NPLOMBOK.id-Desa aman dilanda masalah. Gara-garanya adalah sebangkai profesi yang melepas bau busuk ke Grassroots. Namun, syukurlah di Ramadhan tahun ini aparatnya kompak ingin hijrah.

“Bukan hanya ramadhan sebagai bulan islah & hijrah diri. Setiap haripun penting berubah lebih baik. Bukan hanya aparat yang perlu hijrah. Namun juga rakyat, para pakar, makelar dan para penerima jasa itu. Siapapun itu. Hijrahlah..!!!” seru Aktivis Halu.

Suara ini harus bisa secara langsung didengar oleh para pihak, terutama penguasa hak, pembelanya, pun penghasutnya. Yang berhak harus cepat diberikan haknya. Kepastian hukum, adil, tersebar dan mendidik.

“Memuliakan putusan hakim InsyaAllah dapat pahala,”yaqinnya.

Namun sayangnya suara itu tak bisa tembus ke insan yang menempati lahan itu. Kasian, dia sudah lanjut usia. Buta huruf. G Percaya? Datangi dan tes aja. Kasian.

Ada tanah yang dijualnya demi itu, ada tanah yang digadaikan demi itu. Kata tetangga, biayanya besar sangat. Kambing lenyap. Hm.

Sayangnya ada lagi tanah tempatnya membangun rumah dibantu Bansos, tapi sayangnya tanah itu bukan haknya. Sehingga bikin hak orang lain tertahan. Desa diam. Mungkin pasrah.

Diposisi yang lain, dari sudut penghasut, itu adalah hak terhasut. Sehingga yang terhasut santai saja, bikin anggaran menahan hak membengkak. Yang ironis juga, adalah anggaran merebut hak yang dikeluarkan oleh rakyat yang berhak.

Astagfirullah. Kasian.

Telusur fakta. Fenomena ini ada di sebuah desa di Wilayah Selatan Lombok. Mungkin juga di banyak titik.

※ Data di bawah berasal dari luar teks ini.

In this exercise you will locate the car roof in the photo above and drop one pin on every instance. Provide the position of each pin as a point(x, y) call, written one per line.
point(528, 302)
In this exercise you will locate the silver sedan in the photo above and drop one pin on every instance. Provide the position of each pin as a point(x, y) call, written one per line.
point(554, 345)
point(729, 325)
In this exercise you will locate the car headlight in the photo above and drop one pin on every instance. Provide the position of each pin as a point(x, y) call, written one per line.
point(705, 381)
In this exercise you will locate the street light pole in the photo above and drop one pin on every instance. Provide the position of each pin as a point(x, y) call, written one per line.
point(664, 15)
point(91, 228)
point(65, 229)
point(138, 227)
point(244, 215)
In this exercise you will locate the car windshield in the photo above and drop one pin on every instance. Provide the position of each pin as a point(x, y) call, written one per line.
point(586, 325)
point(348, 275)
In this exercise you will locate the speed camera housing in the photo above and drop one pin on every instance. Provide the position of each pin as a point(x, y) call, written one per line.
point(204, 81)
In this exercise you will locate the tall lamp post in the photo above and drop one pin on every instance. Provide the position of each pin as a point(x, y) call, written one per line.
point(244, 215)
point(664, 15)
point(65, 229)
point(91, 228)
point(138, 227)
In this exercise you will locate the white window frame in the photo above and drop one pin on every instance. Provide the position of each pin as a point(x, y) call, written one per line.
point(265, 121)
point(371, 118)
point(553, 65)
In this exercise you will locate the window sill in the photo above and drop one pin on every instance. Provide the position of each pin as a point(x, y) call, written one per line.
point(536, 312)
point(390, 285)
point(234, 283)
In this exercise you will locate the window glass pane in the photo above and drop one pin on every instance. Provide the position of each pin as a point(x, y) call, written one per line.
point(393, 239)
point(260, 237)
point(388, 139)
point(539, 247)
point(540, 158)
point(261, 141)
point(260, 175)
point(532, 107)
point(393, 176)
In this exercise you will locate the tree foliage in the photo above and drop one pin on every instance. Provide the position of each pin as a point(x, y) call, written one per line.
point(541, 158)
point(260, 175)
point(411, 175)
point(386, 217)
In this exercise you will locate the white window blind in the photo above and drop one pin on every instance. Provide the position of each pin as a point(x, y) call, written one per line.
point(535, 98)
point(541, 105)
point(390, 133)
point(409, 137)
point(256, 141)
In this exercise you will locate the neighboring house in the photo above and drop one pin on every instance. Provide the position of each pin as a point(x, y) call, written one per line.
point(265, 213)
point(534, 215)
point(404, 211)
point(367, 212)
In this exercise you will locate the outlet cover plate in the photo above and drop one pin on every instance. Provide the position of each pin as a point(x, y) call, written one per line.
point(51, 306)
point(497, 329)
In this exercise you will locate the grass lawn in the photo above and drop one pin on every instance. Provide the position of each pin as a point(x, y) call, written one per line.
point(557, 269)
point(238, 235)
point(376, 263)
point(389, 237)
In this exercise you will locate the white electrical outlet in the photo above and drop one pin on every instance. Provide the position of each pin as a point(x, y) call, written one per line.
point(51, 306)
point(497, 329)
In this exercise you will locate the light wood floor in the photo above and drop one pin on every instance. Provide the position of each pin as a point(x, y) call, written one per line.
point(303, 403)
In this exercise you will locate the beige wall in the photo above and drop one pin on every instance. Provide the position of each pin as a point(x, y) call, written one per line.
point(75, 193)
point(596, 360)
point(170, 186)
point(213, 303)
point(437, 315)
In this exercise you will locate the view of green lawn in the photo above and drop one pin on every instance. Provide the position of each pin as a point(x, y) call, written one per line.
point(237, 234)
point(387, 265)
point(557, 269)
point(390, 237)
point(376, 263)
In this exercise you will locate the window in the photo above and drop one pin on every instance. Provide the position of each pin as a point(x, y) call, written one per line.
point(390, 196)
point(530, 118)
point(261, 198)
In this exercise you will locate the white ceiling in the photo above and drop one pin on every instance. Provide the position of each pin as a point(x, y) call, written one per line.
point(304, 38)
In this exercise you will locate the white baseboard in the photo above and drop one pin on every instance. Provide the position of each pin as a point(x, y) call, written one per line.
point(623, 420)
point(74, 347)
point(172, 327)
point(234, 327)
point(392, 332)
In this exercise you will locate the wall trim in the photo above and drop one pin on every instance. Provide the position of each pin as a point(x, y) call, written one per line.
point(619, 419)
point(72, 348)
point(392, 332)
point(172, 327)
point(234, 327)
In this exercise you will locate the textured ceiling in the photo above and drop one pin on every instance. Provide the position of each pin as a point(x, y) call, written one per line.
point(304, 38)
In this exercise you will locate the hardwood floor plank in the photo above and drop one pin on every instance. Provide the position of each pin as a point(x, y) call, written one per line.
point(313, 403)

Namun, desa yang menjadi fokus media saat ini bernama Desa Aman.

Saat dihubungi, Kepala Desa Aman menyebutkan bahwa desa harus bertindak karena sungguh memalukan kalau terus repotkan pengadilan. “Kalau tidak bisa, mari study banding kesini. Kita diskusikan caranya. Kasian rakyatmu harus keluarkan anggaran menahan hak berlarut-larut,”. ujar aktivis halu yang juga menjadi Camat Desa Aman di negeri itu.